How is this week holy?
by Heidi Regier Kreider, WDC Conference Minister
During this Holy Week, I pray for WDC congregations, pastors, chaplains and other leaders as you plan and participate in special events focusing on Jesus’ passion and resurrection.
Last Sunday, some of you observed Palm Sunday with a procession of palm branches, or Gospel readings of Jesus’ passion. On Maundy Thursday some will share in the Lord’s Supper or practice foot-washing; perhaps you will participate in a community Good Friday worship service, or host a “stations of the cross” service. Saturday may be a time for a prayer vigil or decorating Easter eggs. And, of course, Sunday is a day of celebration, with a sunrise service or special breakfast, festive worship with lots of music and flowers, a delicious Easter dinner and hunting Easter eggs or throwing colorful cascarones (egg-shells filled with confetti) as signs of life and joy!
In many ways, however, Holy Week makes no sense in our society. Amidst relentless news of politics and current events, attractions of consumerism and entertainment, and the demands of daily life, why set aside a “holy” week? Why interrupt today’s “real” world to focus on a crucifixion that took place centuries ago and an audacious claim of resurrection?
In response, I believe that we observe Holy Week because it does point to the heart of reality, with a truth that is authentic, radical and hopeful in today’s world:
· In Jesus’ suffering, God stands in solidarity with humanity. With Jesus, we open ourselves to acknowledge the pain, vulnerability, and messiness of life. We join Jesus in companionship with all who suffer, and we lament together with all creation as it groans for redemption.
· In Jesus’ death, God meets hatred with love, rather than taking revenge or killing others in defense.
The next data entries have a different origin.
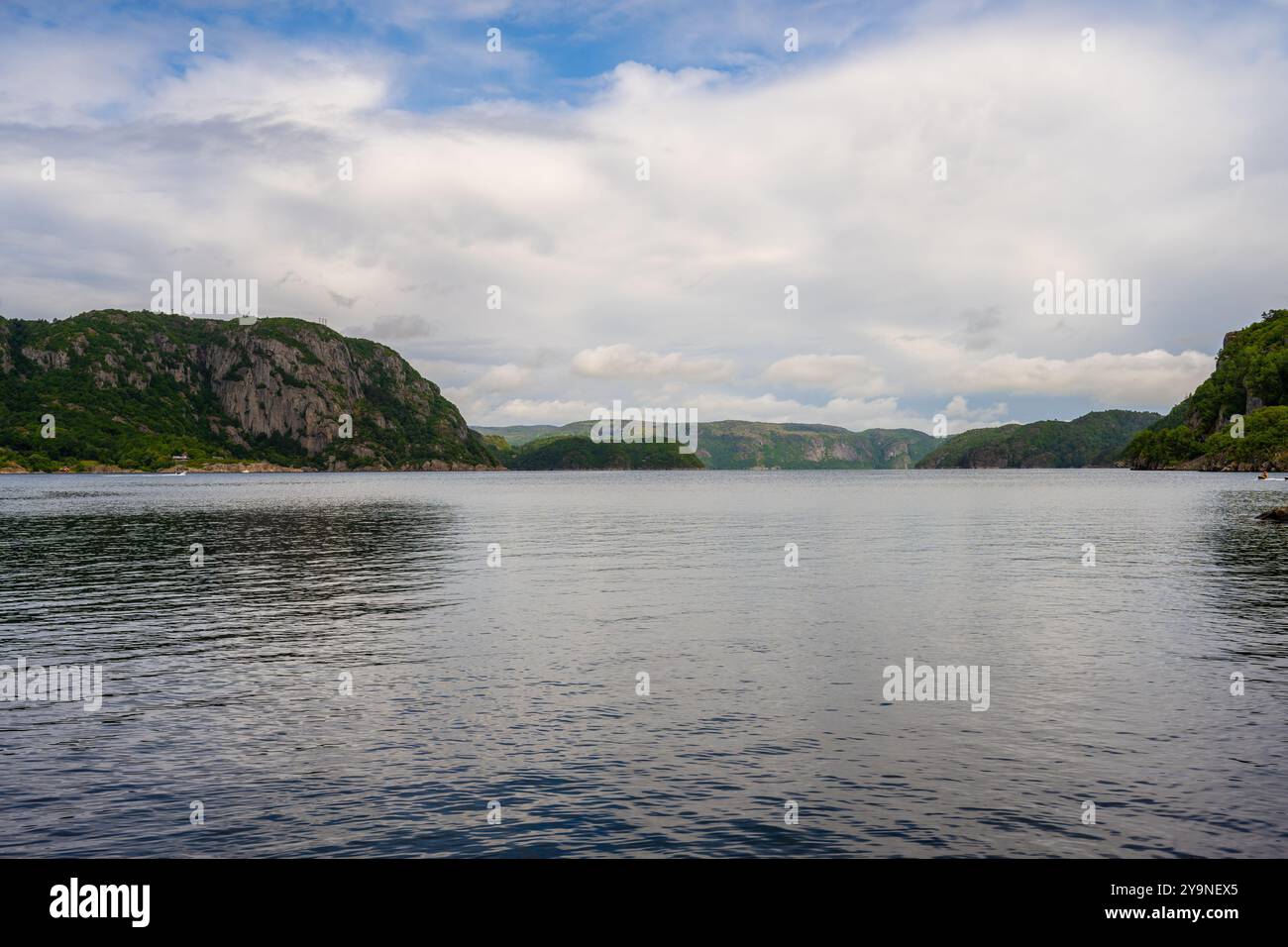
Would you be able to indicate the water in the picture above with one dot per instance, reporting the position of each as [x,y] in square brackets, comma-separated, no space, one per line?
[518,684]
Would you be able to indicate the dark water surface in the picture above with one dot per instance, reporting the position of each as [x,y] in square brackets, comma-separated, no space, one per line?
[518,684]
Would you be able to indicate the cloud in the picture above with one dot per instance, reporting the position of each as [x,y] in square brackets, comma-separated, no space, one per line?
[625,361]
[768,170]
[845,375]
[502,377]
[1144,377]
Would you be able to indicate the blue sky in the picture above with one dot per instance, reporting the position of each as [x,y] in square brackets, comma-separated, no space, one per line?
[768,169]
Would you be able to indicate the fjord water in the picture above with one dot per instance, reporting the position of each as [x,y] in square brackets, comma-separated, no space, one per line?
[518,684]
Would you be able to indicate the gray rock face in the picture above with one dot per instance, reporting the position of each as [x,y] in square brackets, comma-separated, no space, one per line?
[286,382]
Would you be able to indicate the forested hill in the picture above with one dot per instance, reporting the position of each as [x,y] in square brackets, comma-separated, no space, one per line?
[130,389]
[1094,440]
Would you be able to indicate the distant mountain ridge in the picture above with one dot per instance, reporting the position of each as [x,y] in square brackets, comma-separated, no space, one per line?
[1094,440]
[761,445]
[1249,381]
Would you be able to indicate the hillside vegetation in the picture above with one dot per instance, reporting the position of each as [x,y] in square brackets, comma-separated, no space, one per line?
[1249,379]
[129,389]
[1094,440]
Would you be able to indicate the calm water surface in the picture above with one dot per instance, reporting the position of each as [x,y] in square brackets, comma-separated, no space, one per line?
[519,684]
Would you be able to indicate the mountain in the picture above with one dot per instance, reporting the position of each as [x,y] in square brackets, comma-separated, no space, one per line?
[129,389]
[758,445]
[578,453]
[519,434]
[1094,440]
[1250,379]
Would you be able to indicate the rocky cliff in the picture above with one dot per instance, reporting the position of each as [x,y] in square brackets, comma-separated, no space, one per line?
[132,389]
[1237,418]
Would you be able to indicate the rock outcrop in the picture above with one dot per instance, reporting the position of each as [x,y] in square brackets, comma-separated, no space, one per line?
[137,388]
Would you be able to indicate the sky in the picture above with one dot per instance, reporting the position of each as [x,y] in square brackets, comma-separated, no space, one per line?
[911,170]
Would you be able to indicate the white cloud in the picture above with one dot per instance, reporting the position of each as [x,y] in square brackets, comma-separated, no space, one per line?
[623,361]
[815,174]
[845,375]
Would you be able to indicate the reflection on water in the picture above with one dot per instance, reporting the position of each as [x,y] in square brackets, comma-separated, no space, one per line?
[519,684]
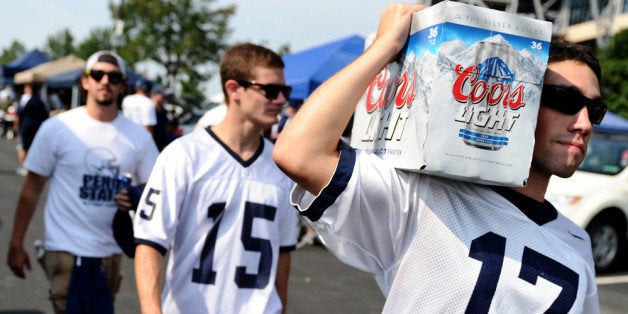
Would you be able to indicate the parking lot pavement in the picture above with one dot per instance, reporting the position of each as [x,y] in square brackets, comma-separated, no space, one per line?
[319,283]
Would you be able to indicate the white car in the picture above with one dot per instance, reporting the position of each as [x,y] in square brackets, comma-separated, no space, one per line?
[596,198]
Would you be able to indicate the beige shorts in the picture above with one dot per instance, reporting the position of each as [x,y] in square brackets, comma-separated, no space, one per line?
[58,268]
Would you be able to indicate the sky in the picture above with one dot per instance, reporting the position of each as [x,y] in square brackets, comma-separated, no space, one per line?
[302,24]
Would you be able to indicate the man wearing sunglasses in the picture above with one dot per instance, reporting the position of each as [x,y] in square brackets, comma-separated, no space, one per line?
[82,151]
[219,202]
[437,244]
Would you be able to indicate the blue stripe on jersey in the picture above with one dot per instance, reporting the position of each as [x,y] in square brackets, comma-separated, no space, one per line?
[337,184]
[244,163]
[152,244]
[540,213]
[284,249]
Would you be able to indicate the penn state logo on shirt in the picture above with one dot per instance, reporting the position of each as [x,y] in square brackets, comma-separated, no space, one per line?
[99,182]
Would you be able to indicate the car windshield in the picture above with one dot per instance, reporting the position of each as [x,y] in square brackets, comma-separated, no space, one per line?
[607,154]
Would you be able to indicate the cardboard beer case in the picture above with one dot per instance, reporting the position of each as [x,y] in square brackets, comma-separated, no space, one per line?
[462,99]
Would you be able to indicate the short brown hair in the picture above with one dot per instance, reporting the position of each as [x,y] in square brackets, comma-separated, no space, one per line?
[565,51]
[240,60]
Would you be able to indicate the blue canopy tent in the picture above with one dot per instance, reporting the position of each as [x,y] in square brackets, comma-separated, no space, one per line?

With Jesus, we draw on the resources of God’s goodness which is stronger than evil. We join Jesus in overcoming evil by working for justice, loving enemies, and risking reconciliation.
· In Jesus’ resurrection, God invites us into a new and radical embrace of life. With Jesus, we acknowledge our wounds yet celebrate that life is stronger than death. We join Jesus in persistently proclaiming hope and joining God’s work in the world through the power of the Holy Spirit.
This Holy Week, may we renew our commitment to stand in solidarity with those who suffer, to meet hatred with love, and to embrace life in all its fullness. May we recognize and follow the risen Christ in today’s world.